Jun 28, 2012

Why small businesses can't ignore mobile marketing

Three-quarters of marketers who don't already have a mobile-marketing plan say they'll develop one within the next year, notes Lisa Barone. That suggests that small businesses will have to embrace mobile or risk ceding ground to their rivals. "Even the marketers currently putting off mobile know they have only have a short window where they'll be able to ignore this trend," Barone writes. Small Business Trends:

So what do you your marketing plans look like for the next year? If you’re like the majority of small- to medium-sized businesses, they include putting together a mobile marketing campaign and making your move onto those smaller (but increasingly profitable) screens. And if they don’t, well, maybe they should!

Earlier this week, eMarketer commented on a survey from Strongmail which found that 75 percent of marketers without a current mobile strategy haveplans to develop one within the next year. Strongmail’s 2012 Mobile Marketing survey found that 14 percent of business owners plan to dive into mobile within the next six months, 29 percent in the next 6-12 months, and 32 percent will do it in the next year or more.

It’s worth noting that even the marketers currently putting off mobile know they have only have a short window where they’ll be able to ignore this trend. The world and the market are becoming increasingly mobile-reliant. If you want your customers to be able to find you, your business must go where they are. And they’re on the move.

There’s no getting around it.

For businesses already investing in the mobile revolution, 70 percent are doing so with mobile Web sites; 55 percent are building mobile applications; and surprisingly, nearly 50 percent have experimented with QR codes.

While just 40 percent of respondents said they’re using paid mobile advertising today, you can expect this area to grow significantly over the next year, especially if Google and Facebook have anything to say about it.

Earlier this month, Google announced it would finally be integrating AdMob’s mobile display ads, which appear in more than 300,000 apps on phones, into its AdWords platform. The new integration will make it considerably easier for SMBs to purchase mobile ads since they’ll be to do it directly within AdWords, the same place they’re purchasing other types of paid advertising.

Facebook has also automated mobile-ad buying to make it easier and faster for businesses to purchase mobile ad inventory.

Of course, the Strongmail data has now been corroborated by multiple other sources.

For example, the Small Business Mobile Survey, released in May, indicated that while 69 percent of SMBs view mobile as a significant growth source for the future, only 26 percent currently have a mobile-friendly Web site today and just 14 percent having a standalone mobile site.
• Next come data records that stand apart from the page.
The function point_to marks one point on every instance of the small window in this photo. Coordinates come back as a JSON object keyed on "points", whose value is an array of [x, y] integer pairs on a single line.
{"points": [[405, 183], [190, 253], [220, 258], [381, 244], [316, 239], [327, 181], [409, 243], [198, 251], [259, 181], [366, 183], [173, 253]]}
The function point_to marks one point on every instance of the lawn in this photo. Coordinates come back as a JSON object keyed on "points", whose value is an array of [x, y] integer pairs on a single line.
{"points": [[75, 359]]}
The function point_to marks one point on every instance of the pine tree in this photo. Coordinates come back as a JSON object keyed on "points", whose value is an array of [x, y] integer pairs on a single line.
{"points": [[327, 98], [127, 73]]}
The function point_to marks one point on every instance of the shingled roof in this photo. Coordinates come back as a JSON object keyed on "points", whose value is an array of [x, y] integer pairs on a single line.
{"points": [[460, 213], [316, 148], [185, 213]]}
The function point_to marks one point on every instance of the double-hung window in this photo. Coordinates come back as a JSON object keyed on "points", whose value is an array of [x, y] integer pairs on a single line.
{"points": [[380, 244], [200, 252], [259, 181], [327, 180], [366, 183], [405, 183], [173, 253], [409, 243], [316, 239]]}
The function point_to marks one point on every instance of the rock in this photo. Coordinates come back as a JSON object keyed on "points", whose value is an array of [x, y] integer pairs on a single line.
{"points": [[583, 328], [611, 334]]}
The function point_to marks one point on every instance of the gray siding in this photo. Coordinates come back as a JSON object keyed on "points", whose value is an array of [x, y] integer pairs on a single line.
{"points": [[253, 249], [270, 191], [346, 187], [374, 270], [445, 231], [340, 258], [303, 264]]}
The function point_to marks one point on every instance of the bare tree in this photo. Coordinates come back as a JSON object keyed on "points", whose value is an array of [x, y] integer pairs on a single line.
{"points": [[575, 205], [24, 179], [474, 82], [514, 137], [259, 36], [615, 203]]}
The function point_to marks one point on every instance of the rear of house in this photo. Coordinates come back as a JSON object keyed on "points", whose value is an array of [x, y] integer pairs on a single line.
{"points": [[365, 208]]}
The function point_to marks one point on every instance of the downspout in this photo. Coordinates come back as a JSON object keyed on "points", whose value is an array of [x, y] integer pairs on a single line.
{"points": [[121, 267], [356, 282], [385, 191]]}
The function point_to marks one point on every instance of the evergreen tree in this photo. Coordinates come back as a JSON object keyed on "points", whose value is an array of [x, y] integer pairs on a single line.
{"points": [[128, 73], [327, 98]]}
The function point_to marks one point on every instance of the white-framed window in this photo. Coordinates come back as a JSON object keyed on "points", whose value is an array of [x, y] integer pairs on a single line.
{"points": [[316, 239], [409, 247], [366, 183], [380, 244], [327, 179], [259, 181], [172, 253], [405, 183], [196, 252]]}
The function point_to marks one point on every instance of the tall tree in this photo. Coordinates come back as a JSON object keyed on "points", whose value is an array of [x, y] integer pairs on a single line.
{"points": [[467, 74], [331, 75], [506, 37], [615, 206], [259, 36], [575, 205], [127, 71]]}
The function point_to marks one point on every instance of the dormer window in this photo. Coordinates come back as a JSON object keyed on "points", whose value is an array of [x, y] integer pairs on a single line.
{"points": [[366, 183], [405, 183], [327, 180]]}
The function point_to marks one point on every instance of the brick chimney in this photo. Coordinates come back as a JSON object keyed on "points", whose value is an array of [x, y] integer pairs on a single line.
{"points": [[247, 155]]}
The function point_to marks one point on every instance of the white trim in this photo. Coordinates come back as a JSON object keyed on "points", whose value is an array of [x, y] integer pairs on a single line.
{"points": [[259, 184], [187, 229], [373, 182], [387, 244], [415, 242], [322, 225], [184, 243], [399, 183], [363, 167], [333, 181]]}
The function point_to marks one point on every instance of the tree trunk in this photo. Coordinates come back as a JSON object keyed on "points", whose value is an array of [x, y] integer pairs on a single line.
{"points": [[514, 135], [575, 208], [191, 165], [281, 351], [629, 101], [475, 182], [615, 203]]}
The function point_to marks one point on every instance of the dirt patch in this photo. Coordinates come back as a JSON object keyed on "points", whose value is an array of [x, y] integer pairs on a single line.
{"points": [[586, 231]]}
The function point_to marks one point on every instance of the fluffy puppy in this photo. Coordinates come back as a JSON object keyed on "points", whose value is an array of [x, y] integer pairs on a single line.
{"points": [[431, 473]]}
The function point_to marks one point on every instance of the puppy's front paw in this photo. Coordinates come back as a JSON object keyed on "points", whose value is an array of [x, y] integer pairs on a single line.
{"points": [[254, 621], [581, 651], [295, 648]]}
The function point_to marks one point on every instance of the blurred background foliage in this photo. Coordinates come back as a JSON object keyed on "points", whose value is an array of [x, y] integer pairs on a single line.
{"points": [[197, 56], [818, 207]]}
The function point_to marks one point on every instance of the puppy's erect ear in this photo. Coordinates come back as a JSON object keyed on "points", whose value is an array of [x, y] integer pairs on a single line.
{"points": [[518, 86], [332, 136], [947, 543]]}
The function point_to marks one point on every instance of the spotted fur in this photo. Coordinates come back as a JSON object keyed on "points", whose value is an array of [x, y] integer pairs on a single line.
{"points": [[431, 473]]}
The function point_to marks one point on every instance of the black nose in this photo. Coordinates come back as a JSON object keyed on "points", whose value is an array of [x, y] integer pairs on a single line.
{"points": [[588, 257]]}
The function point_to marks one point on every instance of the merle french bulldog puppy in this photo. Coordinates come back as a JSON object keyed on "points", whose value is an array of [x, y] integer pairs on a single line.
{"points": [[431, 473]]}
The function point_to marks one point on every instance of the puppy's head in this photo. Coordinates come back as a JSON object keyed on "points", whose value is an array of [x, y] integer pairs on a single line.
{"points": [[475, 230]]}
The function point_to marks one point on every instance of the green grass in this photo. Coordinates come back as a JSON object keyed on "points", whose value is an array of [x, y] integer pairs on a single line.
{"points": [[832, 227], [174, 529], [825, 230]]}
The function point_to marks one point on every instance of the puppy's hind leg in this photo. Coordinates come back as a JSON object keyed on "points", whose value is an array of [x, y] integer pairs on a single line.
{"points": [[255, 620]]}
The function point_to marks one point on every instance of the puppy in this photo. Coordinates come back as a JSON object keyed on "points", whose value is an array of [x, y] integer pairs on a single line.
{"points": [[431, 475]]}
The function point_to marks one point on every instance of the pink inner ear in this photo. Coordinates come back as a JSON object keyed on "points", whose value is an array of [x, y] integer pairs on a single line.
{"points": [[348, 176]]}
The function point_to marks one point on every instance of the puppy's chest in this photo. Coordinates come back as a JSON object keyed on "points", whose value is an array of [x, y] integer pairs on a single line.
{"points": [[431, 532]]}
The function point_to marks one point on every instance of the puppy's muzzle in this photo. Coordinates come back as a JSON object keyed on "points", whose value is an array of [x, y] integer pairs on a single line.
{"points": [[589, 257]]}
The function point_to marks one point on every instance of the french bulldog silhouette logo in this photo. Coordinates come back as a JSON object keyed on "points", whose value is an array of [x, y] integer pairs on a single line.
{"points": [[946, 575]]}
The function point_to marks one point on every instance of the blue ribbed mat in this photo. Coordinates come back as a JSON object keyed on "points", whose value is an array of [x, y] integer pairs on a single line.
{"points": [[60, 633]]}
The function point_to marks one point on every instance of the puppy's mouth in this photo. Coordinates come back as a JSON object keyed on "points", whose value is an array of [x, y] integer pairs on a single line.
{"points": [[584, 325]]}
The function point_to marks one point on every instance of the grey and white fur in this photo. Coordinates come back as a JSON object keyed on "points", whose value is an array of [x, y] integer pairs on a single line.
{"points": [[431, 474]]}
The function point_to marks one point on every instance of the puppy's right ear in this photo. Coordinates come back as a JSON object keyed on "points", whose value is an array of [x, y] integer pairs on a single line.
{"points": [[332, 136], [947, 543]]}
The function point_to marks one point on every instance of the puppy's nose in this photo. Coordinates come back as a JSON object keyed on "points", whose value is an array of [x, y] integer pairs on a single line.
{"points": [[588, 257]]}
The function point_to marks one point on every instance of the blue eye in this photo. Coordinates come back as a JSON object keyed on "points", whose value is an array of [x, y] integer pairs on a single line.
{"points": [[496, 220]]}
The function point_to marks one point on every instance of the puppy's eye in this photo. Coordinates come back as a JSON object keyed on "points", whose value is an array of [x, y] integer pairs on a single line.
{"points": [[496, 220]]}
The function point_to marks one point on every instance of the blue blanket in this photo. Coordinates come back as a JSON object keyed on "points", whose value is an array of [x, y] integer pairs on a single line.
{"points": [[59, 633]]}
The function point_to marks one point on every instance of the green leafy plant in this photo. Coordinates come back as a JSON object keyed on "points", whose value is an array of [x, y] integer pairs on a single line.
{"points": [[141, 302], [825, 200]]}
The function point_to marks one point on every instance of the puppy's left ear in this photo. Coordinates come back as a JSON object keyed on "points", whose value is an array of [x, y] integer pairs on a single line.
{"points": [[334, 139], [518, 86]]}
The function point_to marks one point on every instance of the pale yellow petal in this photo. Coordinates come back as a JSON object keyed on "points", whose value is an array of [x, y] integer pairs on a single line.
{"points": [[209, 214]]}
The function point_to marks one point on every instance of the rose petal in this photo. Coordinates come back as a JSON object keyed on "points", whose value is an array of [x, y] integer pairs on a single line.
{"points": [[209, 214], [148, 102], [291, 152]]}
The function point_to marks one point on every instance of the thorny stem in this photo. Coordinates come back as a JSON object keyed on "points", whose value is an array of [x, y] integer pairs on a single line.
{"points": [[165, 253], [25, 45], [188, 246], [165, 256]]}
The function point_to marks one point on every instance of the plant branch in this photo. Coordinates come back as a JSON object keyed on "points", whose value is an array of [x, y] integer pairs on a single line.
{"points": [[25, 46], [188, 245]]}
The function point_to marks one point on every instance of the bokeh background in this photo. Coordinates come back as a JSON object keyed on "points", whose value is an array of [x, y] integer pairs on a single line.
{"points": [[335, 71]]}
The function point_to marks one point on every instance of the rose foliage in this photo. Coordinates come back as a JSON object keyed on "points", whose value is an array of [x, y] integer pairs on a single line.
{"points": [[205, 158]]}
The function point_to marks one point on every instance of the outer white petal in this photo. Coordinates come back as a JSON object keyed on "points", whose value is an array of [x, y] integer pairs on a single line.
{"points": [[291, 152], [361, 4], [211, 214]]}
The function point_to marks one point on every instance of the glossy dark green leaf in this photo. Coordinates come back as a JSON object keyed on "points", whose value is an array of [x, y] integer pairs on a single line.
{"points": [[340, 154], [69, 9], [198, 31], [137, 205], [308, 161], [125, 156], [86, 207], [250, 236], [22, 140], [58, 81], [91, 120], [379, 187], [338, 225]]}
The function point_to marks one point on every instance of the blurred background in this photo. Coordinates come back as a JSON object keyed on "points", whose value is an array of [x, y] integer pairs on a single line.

Interestingly, however, of those that do have a standalone site, 84 percent said they had seen an increase in new business due to these mobile marketing efforts.

But, again, even these business owners know they can’t ignore mobile forever, with 64 percent saying they plan to spend more in mobile marketing this year. They’re motivated to get involved by the ability to provide better service to existing customers, attract more local customers, and gain a competitive advantage.

It truly is the time for mobile. If you haven’t dove into the mobile waters yet, now’s the time to jump. The water’s just heating up.